Project 0: Becoming Friends with Your Camera
The goal of this project is to get some intuitive understanding of the somewhat subtle relationship between perspective, focal length/zoom, and the center of projection.
Overview
In this class, we want you to become friends with every pixel. The first step toward this goal is to become friends with your camera—e.g., the one in your smartphone. In particular, the goal of this project is to get you some intuitive understanding of the somewhat subtle relationship between perspective, focal length/zoom, and the center of projection.

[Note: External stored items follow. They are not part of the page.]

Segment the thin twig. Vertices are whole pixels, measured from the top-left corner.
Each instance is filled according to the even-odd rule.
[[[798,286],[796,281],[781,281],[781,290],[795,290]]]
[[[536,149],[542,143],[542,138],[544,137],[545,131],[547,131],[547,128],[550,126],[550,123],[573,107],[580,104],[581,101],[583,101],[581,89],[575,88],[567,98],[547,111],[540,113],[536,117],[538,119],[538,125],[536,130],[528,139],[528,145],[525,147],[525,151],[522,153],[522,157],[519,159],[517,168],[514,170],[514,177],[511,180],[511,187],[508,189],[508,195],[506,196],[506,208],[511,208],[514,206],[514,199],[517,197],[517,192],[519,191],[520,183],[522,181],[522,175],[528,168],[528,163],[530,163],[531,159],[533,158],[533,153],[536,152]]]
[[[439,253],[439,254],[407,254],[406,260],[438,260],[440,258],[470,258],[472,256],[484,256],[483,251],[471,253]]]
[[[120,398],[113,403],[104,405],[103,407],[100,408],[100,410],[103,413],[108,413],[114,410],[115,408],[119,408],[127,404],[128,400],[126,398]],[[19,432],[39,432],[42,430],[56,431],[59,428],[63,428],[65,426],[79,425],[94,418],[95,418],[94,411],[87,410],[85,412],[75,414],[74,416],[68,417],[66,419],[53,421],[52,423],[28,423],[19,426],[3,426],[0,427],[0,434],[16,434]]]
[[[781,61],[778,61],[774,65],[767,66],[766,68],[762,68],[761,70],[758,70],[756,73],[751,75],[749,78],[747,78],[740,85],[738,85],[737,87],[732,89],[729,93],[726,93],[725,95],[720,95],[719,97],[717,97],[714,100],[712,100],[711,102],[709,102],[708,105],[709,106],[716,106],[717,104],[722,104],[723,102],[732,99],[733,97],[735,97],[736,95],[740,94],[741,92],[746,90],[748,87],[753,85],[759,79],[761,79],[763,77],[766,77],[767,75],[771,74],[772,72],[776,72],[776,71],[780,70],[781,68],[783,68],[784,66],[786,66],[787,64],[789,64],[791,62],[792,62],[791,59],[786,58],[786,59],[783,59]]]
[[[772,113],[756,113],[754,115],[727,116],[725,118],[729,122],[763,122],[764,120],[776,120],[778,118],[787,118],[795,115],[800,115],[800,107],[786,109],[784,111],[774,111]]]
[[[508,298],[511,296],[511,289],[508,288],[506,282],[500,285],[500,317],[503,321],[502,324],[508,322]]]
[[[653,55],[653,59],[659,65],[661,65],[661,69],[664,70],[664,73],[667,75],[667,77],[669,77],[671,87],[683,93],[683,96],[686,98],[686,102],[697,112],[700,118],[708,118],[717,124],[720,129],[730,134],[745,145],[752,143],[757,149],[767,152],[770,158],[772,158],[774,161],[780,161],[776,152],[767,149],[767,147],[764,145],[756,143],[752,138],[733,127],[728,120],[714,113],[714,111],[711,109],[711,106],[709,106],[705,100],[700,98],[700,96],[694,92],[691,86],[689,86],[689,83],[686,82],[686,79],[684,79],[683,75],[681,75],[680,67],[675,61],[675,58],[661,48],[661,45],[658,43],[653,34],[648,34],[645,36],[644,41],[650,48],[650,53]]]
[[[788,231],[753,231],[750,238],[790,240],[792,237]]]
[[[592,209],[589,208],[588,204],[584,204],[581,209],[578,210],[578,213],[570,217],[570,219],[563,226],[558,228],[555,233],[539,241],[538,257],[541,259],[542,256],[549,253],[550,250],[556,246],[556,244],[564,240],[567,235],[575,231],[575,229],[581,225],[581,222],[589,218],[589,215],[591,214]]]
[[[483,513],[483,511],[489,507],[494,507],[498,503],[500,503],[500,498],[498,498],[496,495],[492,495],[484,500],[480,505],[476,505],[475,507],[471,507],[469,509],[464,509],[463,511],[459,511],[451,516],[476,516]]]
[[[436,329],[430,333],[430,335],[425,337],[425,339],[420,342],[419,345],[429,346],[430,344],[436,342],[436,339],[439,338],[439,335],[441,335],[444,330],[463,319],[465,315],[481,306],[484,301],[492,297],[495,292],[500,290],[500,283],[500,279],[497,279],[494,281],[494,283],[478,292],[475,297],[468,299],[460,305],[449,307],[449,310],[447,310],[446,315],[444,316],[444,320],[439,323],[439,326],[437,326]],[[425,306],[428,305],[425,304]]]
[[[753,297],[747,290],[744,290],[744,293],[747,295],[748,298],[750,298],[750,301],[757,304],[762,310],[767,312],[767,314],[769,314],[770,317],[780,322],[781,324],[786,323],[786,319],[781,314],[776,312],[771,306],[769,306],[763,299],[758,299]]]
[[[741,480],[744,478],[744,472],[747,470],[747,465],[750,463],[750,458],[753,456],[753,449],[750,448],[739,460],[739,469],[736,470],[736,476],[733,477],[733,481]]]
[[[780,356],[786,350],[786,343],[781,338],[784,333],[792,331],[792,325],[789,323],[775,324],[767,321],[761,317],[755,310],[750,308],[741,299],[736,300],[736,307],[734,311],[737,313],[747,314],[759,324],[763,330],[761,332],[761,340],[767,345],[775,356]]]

Part 1: Selfie: The Wrong Way vs. The Right Way
Take a picture of your friend (or yourself) from close up. You get a typical distorted selfie image. Now step back several feet from your subject, zoom in, and take a second picture. Try to get the face in the second photo to be the same size as in the first photo. If you've done things right, the second portrait should look much better than the first one.


Part 2: Architectural Perspective Compression
Let's repeat the same procedure in reverse, for an urban scene. Pick a nice view down a long street (or a walking path on campus), zoom in, and take a photo. Now, walk down the street in the direction of your first shot, and take a second photo without zoom, such that the scene in the two photos appears approximately the same size. The first picture should look flattened, or compressed, compared to the second.


Part 3: The Dolly Zoom
In this part, we will be duplicating a classic film effect called the dolly zoom. It is a camera movement also known as the "Vertigo shot", after a famous scene in Hitchcock's Vertigo. The idea is to simultaneously move the camera back while also zooming in.
I set up a scene and took 12 still photos while moving the camera back and zooming in, keeping the flowers and vase roughly the same size. The stills were then combined into an animated GIF file to create the dolly zoom effect.